Il semblait ne pas bouger, être immobile, arrêté. Je contournai le banc comme pour aller vers le SEL. Quand je pus voir son visage, je m’immobilisai à mon tour : un silence de mort y régnait, rien ne bougeait. On aurait pu le croire mort, mais sa poitrine se soulevait régulièrement.
Je ne savais pas quoi faire, il avait la tête un peu baissée, les yeux fermés et ses cheveux emmêlés me confirmèrent son identité. Ses jambes étaient tout aussi immobiles et il croisait les tibias. Sa main gauche reposait sur sa main droite au niveau de son ventre, comme dans une position de yoga…pour atteindre le bien-être.
L’éclairage public se mit en marche, les lumières se répandaient sur l’avenue comme le feu qui court le long d’une traînée de poudre. Le plus surprenant se révéla alors à mes yeux : son visage n’était pas commun, la peau de ses mains ne ressemblait pas ………à de la peau ! On aurait dit une matière fragile, qui reflétait la lumière comme une assiette le fait. On aurait dit du verre ! Mais c’était trop coloré pour être du verre. On aurait dit de la porcelaine...
Inquiet, je regardai autour de moi, la ville continuait de vivre comme si de rien n’était : la femme en vert promenait son caniche noir, les gens dans le 171 rêvaient d’être déjà rentrés chez eux, les premiers fans de Thomas Fersen se pressaient à l’entrée du SEL, le monsieur ramenait ses courses chez lui. Rien ne différait du déroulement constant de la vie de tous les jours : il y avait un garçon en porcelaine dans un parc et tout le monde courait faire sa vie.
Hésitant, tremblant, j’approchai une main de celles du garçon. Le contact fut décisif, mes nerfs sensoriels étaient catégoriques : je ressentis un froid vide de vie. Je restai quelques minutes ainsi, ne sachant ce que je devais faire. Mais plus ma main était en contact avec celle du garçon, plus la porcelaine semblait devenir molle. Le visage du garçon se redressa lentement et je découvris une larme le long de sa joue, une larme mauve.

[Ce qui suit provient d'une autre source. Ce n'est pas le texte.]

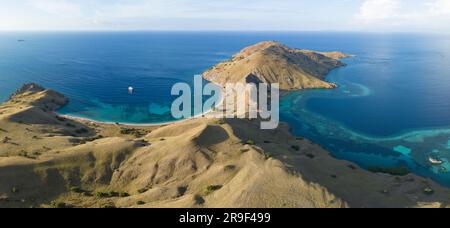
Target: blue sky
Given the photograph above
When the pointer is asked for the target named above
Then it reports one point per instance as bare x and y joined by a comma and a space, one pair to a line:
289, 15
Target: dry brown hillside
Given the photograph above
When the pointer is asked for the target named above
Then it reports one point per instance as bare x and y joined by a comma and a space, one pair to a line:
272, 62
47, 161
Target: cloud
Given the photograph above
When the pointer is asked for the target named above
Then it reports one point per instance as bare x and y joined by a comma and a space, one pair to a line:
376, 10
62, 8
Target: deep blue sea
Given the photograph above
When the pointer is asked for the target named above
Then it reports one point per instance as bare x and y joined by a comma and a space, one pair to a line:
392, 107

La porcelaine devenait de plus en plus molle, le contact était plus chaud. Les yeux du garçon s’entrouvrirent et je découvris un iris blanc. Il n’y avait dans ses yeux qu’un trait rond qui dessinait le contour de la pupille. Sa bouche s’entrouvrit aussi, dans ce mouvement d’automates des vitrines des grands magasins à Noël. Alors que je sentais qu’il allait me parler, un bruit violent vint de l’avenue, le bruit d’un accident. Je relevai la tête, courus vers l’avenue et découvris une scène d’horreur : il y avait quatre voitures les unes dans les autres, les gens criaient, les enfants se cachaient les yeux, le feu prenait, tout le monde courait : tout était déréglé. Une voix vint à mon esprit : « J’ai échoué ». Quand je me retournai vers le parc, le garçon en porcelaine avait disparut.
*
« - Dis-moi papa, est-ce que les gens peuvent être en porcelaine ?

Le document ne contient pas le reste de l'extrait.